The opinion of the court was delivered by: Judge Conner


Plaintiff Jason Cieniawa ("plaintiff"), a state inmate formerly incarcerated at the State Correctional Institution at Camp Hill, initiated this civil rights action on November 2, 2009 (Doc. 1), naming as defendants Dr. David White, Unknown Dental Assistant, Unknown Nursing Staff, Officers Shaffer, Fordyce, Baptist, Tuso, Hunsburger, Troutman, Kotula and unknown guards, Hearing Examiners Moslak and Reisinger and other unknown members of the hearing examiner committee, Superintendent Palakovich, Captain John Horner, Rob Volciak, Health Care Administrator Teresa Law and "all other officials unknown." (Doc. 1.) Service has been effected on all named defendants except Officer Shaffer, whose waiver of service was returned unexecuted on January 8, 2010, with a notation that no such officer is located at Camp Hill. (Doc. 20.) Service has not been made on the unknown defendants.

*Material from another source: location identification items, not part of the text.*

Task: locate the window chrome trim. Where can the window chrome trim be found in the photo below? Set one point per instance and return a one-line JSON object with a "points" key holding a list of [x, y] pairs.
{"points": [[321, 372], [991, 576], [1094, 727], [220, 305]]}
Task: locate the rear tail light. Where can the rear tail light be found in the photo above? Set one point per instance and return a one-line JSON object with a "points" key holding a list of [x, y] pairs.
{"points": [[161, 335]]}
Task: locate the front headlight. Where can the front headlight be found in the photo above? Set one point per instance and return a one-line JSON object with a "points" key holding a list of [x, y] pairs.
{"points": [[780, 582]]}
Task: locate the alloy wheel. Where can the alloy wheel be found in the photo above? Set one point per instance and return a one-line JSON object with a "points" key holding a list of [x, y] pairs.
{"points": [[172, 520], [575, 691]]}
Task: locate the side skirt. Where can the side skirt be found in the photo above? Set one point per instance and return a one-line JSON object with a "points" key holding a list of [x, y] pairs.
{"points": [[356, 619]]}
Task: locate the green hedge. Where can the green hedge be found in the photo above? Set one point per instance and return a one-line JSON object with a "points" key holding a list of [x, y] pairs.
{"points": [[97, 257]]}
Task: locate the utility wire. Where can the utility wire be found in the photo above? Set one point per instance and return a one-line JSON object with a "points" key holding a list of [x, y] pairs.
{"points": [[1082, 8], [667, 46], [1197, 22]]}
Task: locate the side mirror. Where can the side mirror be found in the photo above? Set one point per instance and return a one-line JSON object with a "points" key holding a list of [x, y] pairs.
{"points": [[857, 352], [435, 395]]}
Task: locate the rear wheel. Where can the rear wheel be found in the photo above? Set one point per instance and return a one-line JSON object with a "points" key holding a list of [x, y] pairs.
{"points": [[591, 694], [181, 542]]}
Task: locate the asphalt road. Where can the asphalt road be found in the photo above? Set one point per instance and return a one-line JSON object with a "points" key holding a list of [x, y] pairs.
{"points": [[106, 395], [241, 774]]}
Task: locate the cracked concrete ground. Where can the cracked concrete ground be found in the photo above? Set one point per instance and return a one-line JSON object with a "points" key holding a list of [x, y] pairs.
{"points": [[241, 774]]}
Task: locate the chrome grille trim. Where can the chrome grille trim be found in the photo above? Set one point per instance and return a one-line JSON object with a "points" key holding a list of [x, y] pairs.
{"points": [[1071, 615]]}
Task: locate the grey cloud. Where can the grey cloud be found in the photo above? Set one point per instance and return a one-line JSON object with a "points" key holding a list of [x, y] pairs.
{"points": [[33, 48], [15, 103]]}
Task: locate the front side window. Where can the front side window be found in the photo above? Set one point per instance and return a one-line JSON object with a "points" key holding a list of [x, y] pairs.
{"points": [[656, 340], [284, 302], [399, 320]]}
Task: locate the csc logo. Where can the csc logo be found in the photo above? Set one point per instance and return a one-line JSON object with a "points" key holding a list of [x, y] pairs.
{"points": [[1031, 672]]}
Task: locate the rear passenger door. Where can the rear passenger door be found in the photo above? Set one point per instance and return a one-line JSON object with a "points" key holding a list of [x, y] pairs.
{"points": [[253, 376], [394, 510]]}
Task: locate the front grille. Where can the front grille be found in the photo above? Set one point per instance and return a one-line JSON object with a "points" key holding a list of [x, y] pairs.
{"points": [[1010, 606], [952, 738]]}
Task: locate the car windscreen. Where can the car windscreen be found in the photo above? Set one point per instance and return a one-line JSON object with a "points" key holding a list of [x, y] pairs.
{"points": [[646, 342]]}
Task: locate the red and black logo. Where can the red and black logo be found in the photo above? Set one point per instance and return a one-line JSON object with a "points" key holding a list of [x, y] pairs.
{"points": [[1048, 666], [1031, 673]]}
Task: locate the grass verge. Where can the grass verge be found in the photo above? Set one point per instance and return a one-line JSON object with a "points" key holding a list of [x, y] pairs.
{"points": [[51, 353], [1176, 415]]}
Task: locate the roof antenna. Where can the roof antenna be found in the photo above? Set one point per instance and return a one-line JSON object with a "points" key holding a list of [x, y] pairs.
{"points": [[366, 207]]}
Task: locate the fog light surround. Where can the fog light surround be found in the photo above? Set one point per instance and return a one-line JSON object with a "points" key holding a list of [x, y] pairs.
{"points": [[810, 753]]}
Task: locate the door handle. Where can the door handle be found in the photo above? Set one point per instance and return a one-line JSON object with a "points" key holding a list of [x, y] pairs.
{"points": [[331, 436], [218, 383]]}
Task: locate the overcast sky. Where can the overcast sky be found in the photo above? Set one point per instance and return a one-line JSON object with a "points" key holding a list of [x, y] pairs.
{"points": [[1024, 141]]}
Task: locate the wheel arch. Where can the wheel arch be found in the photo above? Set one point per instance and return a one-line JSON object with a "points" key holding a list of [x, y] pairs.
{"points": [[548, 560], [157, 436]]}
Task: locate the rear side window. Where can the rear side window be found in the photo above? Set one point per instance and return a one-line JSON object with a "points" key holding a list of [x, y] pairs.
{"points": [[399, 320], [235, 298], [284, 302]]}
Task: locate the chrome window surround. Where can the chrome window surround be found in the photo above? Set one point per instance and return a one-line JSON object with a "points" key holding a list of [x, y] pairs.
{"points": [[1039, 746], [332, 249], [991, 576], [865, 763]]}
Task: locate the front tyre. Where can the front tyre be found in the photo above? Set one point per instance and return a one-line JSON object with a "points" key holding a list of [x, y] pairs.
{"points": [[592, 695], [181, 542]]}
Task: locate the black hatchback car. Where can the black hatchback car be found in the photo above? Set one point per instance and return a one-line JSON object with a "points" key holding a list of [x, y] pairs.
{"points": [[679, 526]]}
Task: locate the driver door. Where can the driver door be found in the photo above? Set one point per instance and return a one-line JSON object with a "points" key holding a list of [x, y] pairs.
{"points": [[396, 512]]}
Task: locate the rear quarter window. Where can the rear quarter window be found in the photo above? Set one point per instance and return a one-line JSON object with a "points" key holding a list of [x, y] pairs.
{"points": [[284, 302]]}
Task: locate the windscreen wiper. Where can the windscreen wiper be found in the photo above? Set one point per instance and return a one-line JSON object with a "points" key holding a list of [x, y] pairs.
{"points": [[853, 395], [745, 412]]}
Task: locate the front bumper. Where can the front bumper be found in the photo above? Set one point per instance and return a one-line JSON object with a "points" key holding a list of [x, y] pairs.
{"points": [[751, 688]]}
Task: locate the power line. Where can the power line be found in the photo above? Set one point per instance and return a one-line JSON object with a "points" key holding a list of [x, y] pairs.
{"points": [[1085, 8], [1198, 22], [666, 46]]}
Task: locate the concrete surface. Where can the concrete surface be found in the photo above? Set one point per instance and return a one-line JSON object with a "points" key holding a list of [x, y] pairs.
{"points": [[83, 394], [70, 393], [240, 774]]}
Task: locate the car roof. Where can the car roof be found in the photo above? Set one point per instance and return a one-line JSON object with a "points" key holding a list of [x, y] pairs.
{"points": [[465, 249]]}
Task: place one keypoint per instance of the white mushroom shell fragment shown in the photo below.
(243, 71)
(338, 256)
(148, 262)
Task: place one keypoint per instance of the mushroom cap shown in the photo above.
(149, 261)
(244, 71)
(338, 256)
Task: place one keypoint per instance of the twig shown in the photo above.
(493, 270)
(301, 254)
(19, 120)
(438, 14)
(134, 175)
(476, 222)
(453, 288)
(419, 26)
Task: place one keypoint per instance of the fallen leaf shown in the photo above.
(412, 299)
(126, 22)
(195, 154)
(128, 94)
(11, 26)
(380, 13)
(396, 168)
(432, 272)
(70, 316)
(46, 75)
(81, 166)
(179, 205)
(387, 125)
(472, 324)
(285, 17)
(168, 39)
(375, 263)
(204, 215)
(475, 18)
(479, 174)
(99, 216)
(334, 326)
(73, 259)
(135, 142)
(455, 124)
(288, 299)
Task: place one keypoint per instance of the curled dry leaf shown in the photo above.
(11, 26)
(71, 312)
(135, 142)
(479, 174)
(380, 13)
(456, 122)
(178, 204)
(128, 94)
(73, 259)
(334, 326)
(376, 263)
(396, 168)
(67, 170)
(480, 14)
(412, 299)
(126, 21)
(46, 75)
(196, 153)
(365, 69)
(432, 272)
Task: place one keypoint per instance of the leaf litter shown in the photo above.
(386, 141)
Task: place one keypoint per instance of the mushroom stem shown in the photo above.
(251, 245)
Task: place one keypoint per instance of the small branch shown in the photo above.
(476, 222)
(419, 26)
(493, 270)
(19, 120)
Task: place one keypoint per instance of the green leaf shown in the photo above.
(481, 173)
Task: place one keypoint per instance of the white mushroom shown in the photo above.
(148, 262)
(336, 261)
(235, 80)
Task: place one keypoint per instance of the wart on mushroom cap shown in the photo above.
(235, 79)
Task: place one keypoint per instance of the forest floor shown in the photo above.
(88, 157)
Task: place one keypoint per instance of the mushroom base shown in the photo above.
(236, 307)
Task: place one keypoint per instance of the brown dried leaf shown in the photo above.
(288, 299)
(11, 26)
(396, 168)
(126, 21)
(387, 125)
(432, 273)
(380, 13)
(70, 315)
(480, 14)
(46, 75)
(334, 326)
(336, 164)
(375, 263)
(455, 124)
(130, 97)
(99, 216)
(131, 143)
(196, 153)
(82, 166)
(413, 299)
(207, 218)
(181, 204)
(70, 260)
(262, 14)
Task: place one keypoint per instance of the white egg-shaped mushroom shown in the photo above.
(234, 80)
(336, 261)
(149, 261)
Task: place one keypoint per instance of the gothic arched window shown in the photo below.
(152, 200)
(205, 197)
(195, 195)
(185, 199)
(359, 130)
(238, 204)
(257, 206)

There are a number of motions presently ripe for disposition. Initially, the court will address the motion to dismiss pursuant to Federal Rule of Civil Procedure 12(b)(6) filed on behalf of Troutman, Kotula, Moslak, Reisinger, Palakovich, Horner, Volciak, Law, White, Fordyce, Baptist, Tuso and Hunsburger. (Doc. 26.) The following miscellaneous motions filed by plaintiff will then be entertained: Motion for Order (Doc. 35); Motion for Leave to file an Amended Complaint (Doc. 36); Motion to Appoint Counsel (Doc. 37); and Motion to Compel Pre-trial Discovery (Doc. 38).

I. Motion to Dismiss

A. Standard of Review

Rule 12(b)(6) of the Federal Rules of Civil Procedure provides for the dismissal of complaints that fail to state a claim upon which relief can be granted. FED. R. CIV. P. 12(b)(6). When ruling on a motion to dismiss under Rule 12(b)(6), the court must "accept as true all [factual] allegations in the complaint and all reasonable inferences that can be drawn therefrom, and view them in the light most favorable to the plaintiff." Kanter v. Barella, 489 F.3d 170, 177 (3d Cir. 2007) (quoting Evancho v. Fisher, 423 F.3d 347, 350 (3d Cir. 2005)). Although the court is generally limited in its review to the facts contained in the complaint, it "may also consider matters of public record, orders, exhibits attached to the complaint and items appearing in the record of the case." Oshiver v. Levin, Fishbein, Sedran & Berman, 38 F.3d 1380, 1384 n. 2 (3d Cir. 1994); see also In re Burlington Coat Factory Sec. Litig., 114 F.3d 1410, 1426 (3d Cir. 1997).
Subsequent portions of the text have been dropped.